И Сукуна опять хмыкает себе под нос – разрушительно ласково, разрушительно нежно, – и заставляет себя отвернуться, таща Мегуми дальше.

– Пошли уже, пока ты здесь окончательно меня не добил.

А потом он укладывает Мегуми в кровать, уже даже не пытаясь игнорировать то, насколько мягко и осторожно это делает. И в этот раз при мысли о том, какое похмелье Мегуми ждет поутру, Сукуна вместо мстительного злорадства испытывает отдаленный намек на сочувствие, и он вдруг думает о том, что подросткам нельзя.

Мать их.

Пить.

И в этой мысли так много чего-то ему несвойственного, незнакомого, чего-то беспокойного и заботливого, что нахрен бы – да снова как-то слишком поздно.

И Сукуна уже хочет распрямиться, уже собирается уйти – но не успевает даже двинутся, как вдруг засыпающий Мегуми зарывается пальцами ему в волосы, притягивая ближе.

И ближе.

И разрушительно ближе.

И Мегуми вдруг улыбается ласково, сонно и пьяно, выдыхая Сукуне едва не в губы, ласково скребя ногтями по загривку.

– Мягкий. Я так и думал.

И застывший, намертво впаянный в пол и в глаза Мегуми Сукуна почему-то не уверен, что он говорит это о волосах.

И блядь.

Блядь, Мегуми, твою мать.

Что ж ты творишь-то, пацан.

Что ж ты творишь.

Но в следующую секунду Мегуми уже отрубается, и его рука уже соскальзывает вниз, выпутываясь из волос Сукуны, и Сукуна медлит еще пару секунд, глядя на его умиротворенное, спокойное лицо, на обычно острые, сглаженные сейчас углы, прослеживает расслабленную и мягкую линию губ.

Сглатывает судорожно.

И думает о том, что завтра его ждет вновь брыкающийся и ощеренный, вечно борющийся Мегуми, смотрящий с неизменным подозрением, в ожидании удара.

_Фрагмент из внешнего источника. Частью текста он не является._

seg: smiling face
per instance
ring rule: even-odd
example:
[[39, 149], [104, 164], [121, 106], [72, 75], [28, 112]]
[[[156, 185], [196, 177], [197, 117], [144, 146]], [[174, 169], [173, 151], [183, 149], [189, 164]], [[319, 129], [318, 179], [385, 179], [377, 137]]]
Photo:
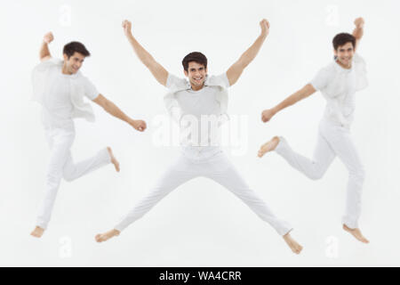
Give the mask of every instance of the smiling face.
[[192, 89], [196, 91], [203, 88], [207, 75], [207, 69], [204, 64], [196, 61], [188, 62], [188, 71], [184, 70], [185, 76], [188, 78]]
[[82, 53], [75, 52], [69, 58], [64, 53], [63, 73], [76, 74], [84, 64], [85, 56]]
[[340, 45], [334, 51], [335, 56], [337, 57], [336, 61], [344, 68], [351, 67], [351, 61], [355, 53], [353, 43], [348, 42], [344, 45]]

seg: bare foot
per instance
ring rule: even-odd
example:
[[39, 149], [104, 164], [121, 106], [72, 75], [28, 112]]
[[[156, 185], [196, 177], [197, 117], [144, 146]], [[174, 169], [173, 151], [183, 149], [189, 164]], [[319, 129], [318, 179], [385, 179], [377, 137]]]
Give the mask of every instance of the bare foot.
[[41, 238], [43, 236], [43, 233], [44, 232], [44, 229], [42, 229], [39, 226], [36, 226], [35, 230], [30, 233], [31, 236], [35, 238]]
[[111, 158], [111, 163], [114, 165], [114, 167], [116, 167], [116, 172], [119, 172], [119, 162], [118, 160], [116, 160], [116, 157], [113, 154], [113, 151], [111, 150], [111, 148], [109, 146], [107, 147], [107, 151], [108, 151], [109, 153], [109, 157]]
[[301, 250], [303, 250], [303, 247], [301, 247], [296, 240], [292, 238], [290, 233], [286, 233], [284, 235], [284, 240], [286, 241], [289, 248], [291, 248], [292, 251], [296, 255], [299, 255]]
[[343, 230], [350, 232], [357, 240], [360, 240], [363, 243], [370, 243], [370, 240], [365, 239], [363, 233], [361, 233], [360, 229], [350, 229], [346, 224], [343, 224]]
[[279, 143], [279, 137], [274, 136], [272, 140], [261, 145], [259, 151], [259, 158], [262, 158], [267, 152], [272, 151]]
[[118, 236], [120, 233], [121, 232], [119, 231], [111, 230], [107, 232], [96, 235], [94, 239], [96, 240], [97, 242], [103, 242], [108, 240], [109, 239]]

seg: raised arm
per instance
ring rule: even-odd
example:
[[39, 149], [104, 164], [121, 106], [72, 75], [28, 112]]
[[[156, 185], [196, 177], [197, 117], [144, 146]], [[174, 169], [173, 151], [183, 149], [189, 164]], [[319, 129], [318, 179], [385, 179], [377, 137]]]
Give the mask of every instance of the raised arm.
[[168, 78], [168, 71], [151, 56], [150, 53], [146, 51], [143, 46], [139, 44], [136, 38], [132, 34], [132, 23], [129, 20], [124, 20], [123, 22], [124, 32], [125, 33], [126, 38], [131, 43], [133, 51], [139, 57], [140, 61], [146, 65], [146, 67], [150, 70], [151, 74], [156, 77], [156, 79], [163, 86], [166, 86], [166, 81]]
[[108, 114], [114, 116], [132, 126], [137, 131], [143, 132], [146, 129], [146, 122], [142, 120], [136, 120], [129, 118], [125, 113], [124, 113], [115, 103], [107, 99], [101, 94], [99, 94], [93, 102], [99, 106], [102, 107]]
[[361, 38], [364, 36], [364, 20], [363, 18], [357, 18], [355, 20], [354, 24], [356, 25], [355, 29], [353, 30], [353, 36], [356, 37], [356, 47], [358, 48], [358, 44], [360, 43]]
[[269, 121], [272, 117], [274, 117], [277, 112], [280, 110], [292, 106], [295, 103], [297, 103], [299, 101], [301, 101], [309, 95], [316, 93], [316, 90], [313, 87], [312, 85], [308, 84], [303, 88], [296, 92], [295, 94], [290, 95], [286, 99], [284, 99], [283, 102], [281, 102], [279, 104], [277, 104], [276, 107], [272, 109], [265, 110], [261, 114], [261, 119], [264, 123], [267, 123]]
[[262, 44], [264, 43], [267, 36], [269, 33], [269, 22], [267, 20], [262, 20], [260, 22], [261, 27], [261, 34], [257, 37], [256, 41], [251, 47], [249, 47], [239, 58], [239, 60], [235, 62], [227, 71], [227, 77], [229, 80], [229, 85], [233, 86], [236, 83], [242, 75], [243, 70], [250, 64], [250, 62], [254, 60]]
[[43, 37], [42, 45], [40, 46], [39, 52], [39, 59], [41, 61], [45, 61], [52, 58], [52, 54], [50, 54], [49, 45], [52, 42], [54, 37], [52, 32], [48, 32]]

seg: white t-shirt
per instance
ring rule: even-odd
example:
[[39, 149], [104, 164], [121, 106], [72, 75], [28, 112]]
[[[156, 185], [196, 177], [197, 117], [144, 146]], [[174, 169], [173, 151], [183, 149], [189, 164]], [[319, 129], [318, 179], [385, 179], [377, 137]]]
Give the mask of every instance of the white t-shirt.
[[336, 61], [323, 68], [310, 84], [321, 91], [327, 101], [324, 118], [349, 126], [354, 119], [355, 94], [368, 86], [365, 61], [357, 53], [351, 69], [344, 69]]
[[[207, 77], [198, 91], [191, 88], [185, 78], [169, 74], [166, 86], [179, 90], [173, 93], [180, 110], [180, 142], [184, 146], [217, 146], [220, 139], [221, 95], [229, 87], [227, 74]], [[222, 102], [223, 103], [223, 102]]]
[[[74, 118], [91, 117], [91, 109], [84, 103], [79, 103], [81, 100], [76, 98], [76, 94], [82, 94], [82, 96], [92, 101], [99, 95], [96, 87], [80, 72], [63, 74], [61, 61], [51, 59], [47, 61], [42, 62], [34, 70], [36, 75], [41, 77], [40, 84], [44, 86], [37, 100], [43, 106], [43, 124], [45, 126], [66, 127], [73, 126]], [[34, 87], [39, 82], [34, 80]], [[76, 116], [77, 110], [81, 111], [81, 116]]]

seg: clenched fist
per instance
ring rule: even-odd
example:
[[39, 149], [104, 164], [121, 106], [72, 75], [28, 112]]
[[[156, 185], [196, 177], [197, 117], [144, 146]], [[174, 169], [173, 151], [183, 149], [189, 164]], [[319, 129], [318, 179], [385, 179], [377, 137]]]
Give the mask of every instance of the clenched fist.
[[354, 20], [354, 24], [356, 25], [356, 28], [364, 28], [364, 24], [365, 23], [365, 21], [364, 20], [363, 18], [357, 18]]
[[50, 44], [52, 42], [52, 40], [54, 39], [54, 36], [52, 36], [52, 32], [48, 32], [47, 34], [44, 35], [44, 37], [43, 37], [43, 41], [46, 44]]
[[125, 33], [125, 36], [132, 35], [132, 22], [130, 22], [127, 20], [124, 20], [123, 21], [123, 28], [124, 28], [124, 32]]
[[272, 118], [272, 117], [275, 116], [275, 114], [276, 114], [276, 112], [273, 109], [264, 110], [261, 114], [261, 120], [264, 123], [267, 123], [268, 121], [269, 121]]
[[133, 126], [133, 128], [140, 132], [144, 132], [146, 129], [146, 122], [142, 121], [140, 119], [134, 119], [132, 121], [131, 126]]
[[260, 27], [261, 27], [261, 34], [268, 36], [269, 34], [269, 22], [266, 19], [262, 19], [260, 22]]

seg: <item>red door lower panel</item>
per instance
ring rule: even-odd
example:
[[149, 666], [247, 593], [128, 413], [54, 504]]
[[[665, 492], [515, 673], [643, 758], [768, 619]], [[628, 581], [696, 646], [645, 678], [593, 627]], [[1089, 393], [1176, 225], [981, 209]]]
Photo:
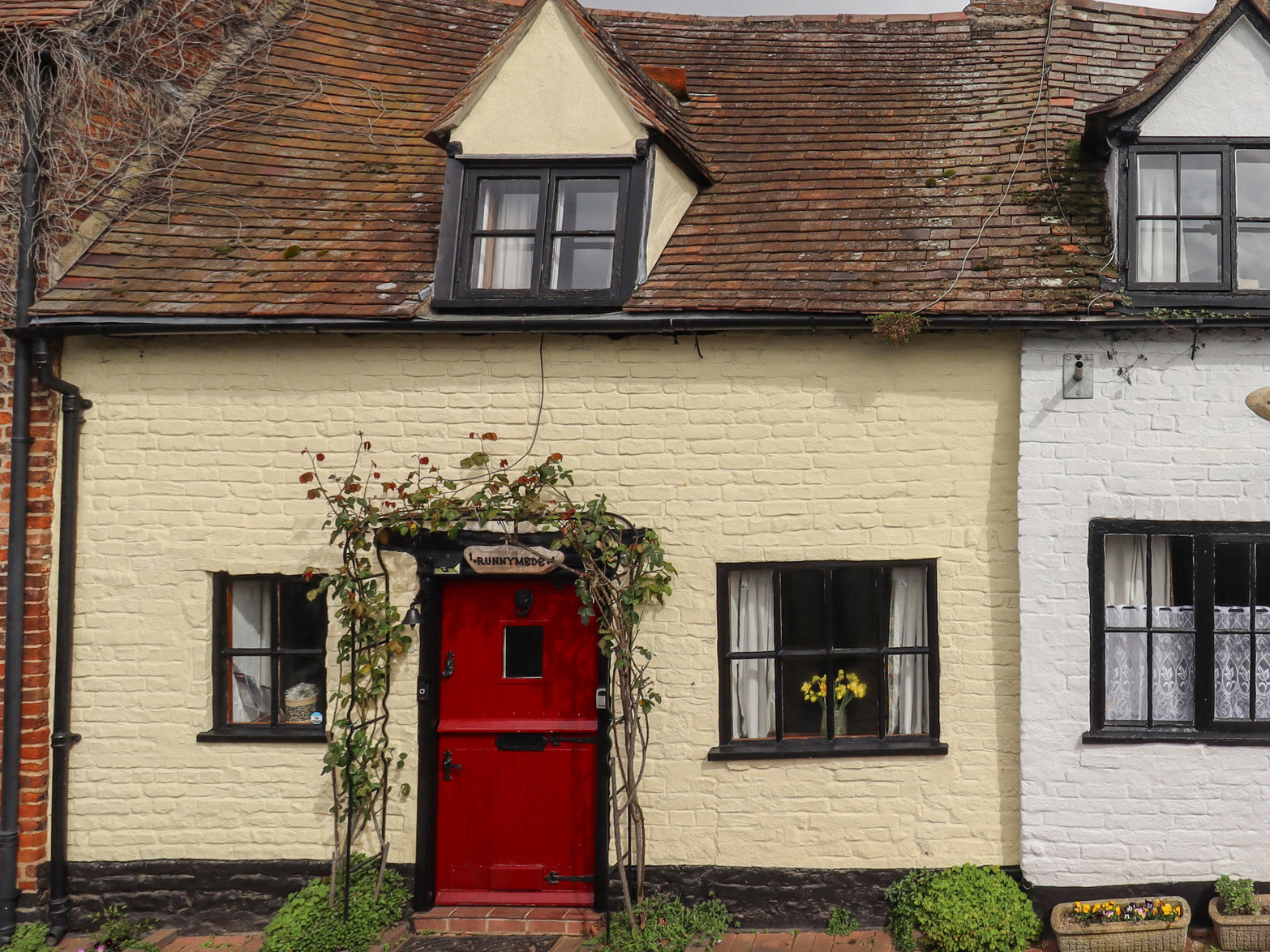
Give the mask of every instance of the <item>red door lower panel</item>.
[[453, 765], [448, 782], [438, 778], [437, 902], [589, 904], [589, 882], [560, 877], [594, 872], [596, 748], [512, 736], [545, 745], [499, 750], [489, 734], [438, 739]]
[[589, 905], [599, 666], [573, 586], [447, 583], [441, 651], [437, 902]]

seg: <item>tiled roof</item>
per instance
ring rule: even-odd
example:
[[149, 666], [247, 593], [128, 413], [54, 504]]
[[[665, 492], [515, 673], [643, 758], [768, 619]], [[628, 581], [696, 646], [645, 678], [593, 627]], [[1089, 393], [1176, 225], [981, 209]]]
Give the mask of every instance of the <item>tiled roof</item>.
[[[507, 33], [490, 48], [480, 65], [472, 72], [471, 79], [464, 84], [458, 94], [442, 109], [441, 116], [432, 123], [427, 132], [428, 140], [437, 145], [444, 145], [448, 132], [453, 129], [467, 108], [475, 102], [485, 89], [489, 79], [497, 72], [504, 57], [519, 42], [525, 30], [533, 22], [535, 14], [542, 8], [546, 0], [536, 0]], [[686, 160], [690, 169], [709, 184], [712, 180], [710, 169], [693, 143], [692, 131], [679, 113], [679, 105], [674, 102], [659, 84], [653, 81], [646, 72], [634, 62], [625, 50], [613, 42], [613, 38], [605, 30], [591, 14], [588, 14], [577, 0], [556, 0], [565, 14], [573, 20], [578, 34], [592, 50], [596, 61], [621, 91], [622, 98], [630, 105], [645, 127], [660, 132], [669, 141], [669, 145], [678, 151], [678, 157]]]
[[50, 27], [88, 10], [95, 0], [5, 0], [0, 6], [0, 29]]
[[[1036, 109], [1044, 5], [983, 8], [593, 14], [634, 62], [687, 69], [683, 121], [719, 175], [627, 307], [871, 314], [941, 294], [931, 312], [1099, 306], [1101, 170], [1068, 161], [1069, 146], [1090, 108], [1134, 86], [1200, 18], [1059, 4]], [[297, 85], [320, 75], [320, 95], [202, 142], [173, 201], [109, 231], [39, 312], [413, 315], [432, 279], [444, 166], [423, 132], [521, 11], [311, 0], [272, 56]]]

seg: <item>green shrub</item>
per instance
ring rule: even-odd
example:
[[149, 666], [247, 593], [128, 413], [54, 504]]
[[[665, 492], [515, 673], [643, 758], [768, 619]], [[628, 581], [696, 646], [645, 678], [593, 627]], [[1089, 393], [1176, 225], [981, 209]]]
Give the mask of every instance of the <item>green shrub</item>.
[[0, 946], [0, 952], [46, 952], [44, 934], [48, 927], [43, 923], [23, 923], [14, 930], [8, 946]]
[[97, 952], [124, 952], [135, 948], [141, 952], [159, 952], [159, 947], [144, 941], [155, 928], [151, 919], [133, 919], [123, 906], [107, 906], [105, 911], [93, 916], [97, 935], [84, 944], [84, 948]]
[[913, 929], [930, 952], [1021, 952], [1040, 919], [1019, 883], [996, 866], [914, 869], [886, 890], [895, 948], [913, 952]]
[[732, 924], [732, 915], [714, 896], [692, 908], [676, 896], [649, 896], [636, 904], [635, 918], [644, 923], [639, 934], [618, 911], [610, 919], [607, 941], [601, 934], [587, 944], [608, 952], [683, 952], [693, 942], [714, 944]]
[[1227, 915], [1253, 915], [1257, 911], [1252, 880], [1232, 880], [1229, 876], [1222, 876], [1217, 881], [1217, 895], [1222, 897], [1222, 911]]
[[330, 878], [310, 880], [298, 892], [287, 896], [282, 909], [264, 927], [260, 952], [366, 952], [377, 942], [384, 929], [401, 919], [409, 894], [401, 885], [401, 876], [386, 869], [380, 897], [375, 899], [378, 864], [354, 854], [353, 869], [347, 920], [343, 901], [334, 909], [326, 901]]
[[856, 922], [856, 916], [851, 914], [850, 909], [834, 906], [829, 913], [829, 925], [826, 932], [831, 935], [850, 935], [859, 928], [860, 923]]

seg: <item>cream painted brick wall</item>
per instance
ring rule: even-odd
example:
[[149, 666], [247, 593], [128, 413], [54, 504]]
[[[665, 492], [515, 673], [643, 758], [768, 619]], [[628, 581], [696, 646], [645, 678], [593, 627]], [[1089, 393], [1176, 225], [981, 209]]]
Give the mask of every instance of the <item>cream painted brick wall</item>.
[[[1019, 465], [1022, 867], [1040, 886], [1270, 878], [1270, 753], [1083, 745], [1090, 729], [1090, 519], [1270, 522], [1262, 334], [1029, 334]], [[1115, 359], [1107, 358], [1107, 352]], [[1092, 400], [1062, 397], [1093, 354]], [[1132, 383], [1116, 373], [1132, 367]]]
[[[1019, 859], [1015, 480], [1019, 336], [547, 338], [533, 454], [561, 452], [662, 531], [679, 569], [650, 614], [664, 706], [650, 862], [904, 867]], [[321, 857], [321, 749], [196, 744], [210, 726], [210, 572], [330, 565], [305, 447], [391, 471], [470, 430], [528, 444], [538, 341], [273, 336], [69, 341], [84, 437], [71, 849], [76, 859]], [[709, 763], [715, 565], [937, 559], [946, 757]], [[408, 598], [409, 565], [398, 564]], [[395, 735], [417, 762], [400, 670]], [[409, 859], [414, 802], [395, 801]]]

И думает – завтра Мегуми наверняка сегодняшний вечер и не вспомнит.

И думает…

Нихера он больше не думает.

Отказывается думать о том, как болезненно отзывается под ребрами последняя мысль.

И Сукуна заставляет себя отвернуться, пока не сотворил какую-нибудь лютую поебень, потому что, может быть, пьяный Мегуми ему и доверяет – а вот вполне трезвый Сукуна не доверяет себе нихера.

И он заставляет себя встать, заставляет себя двигаться, когда подхватывает одеяло, когда бережно укрывает им Мегуми.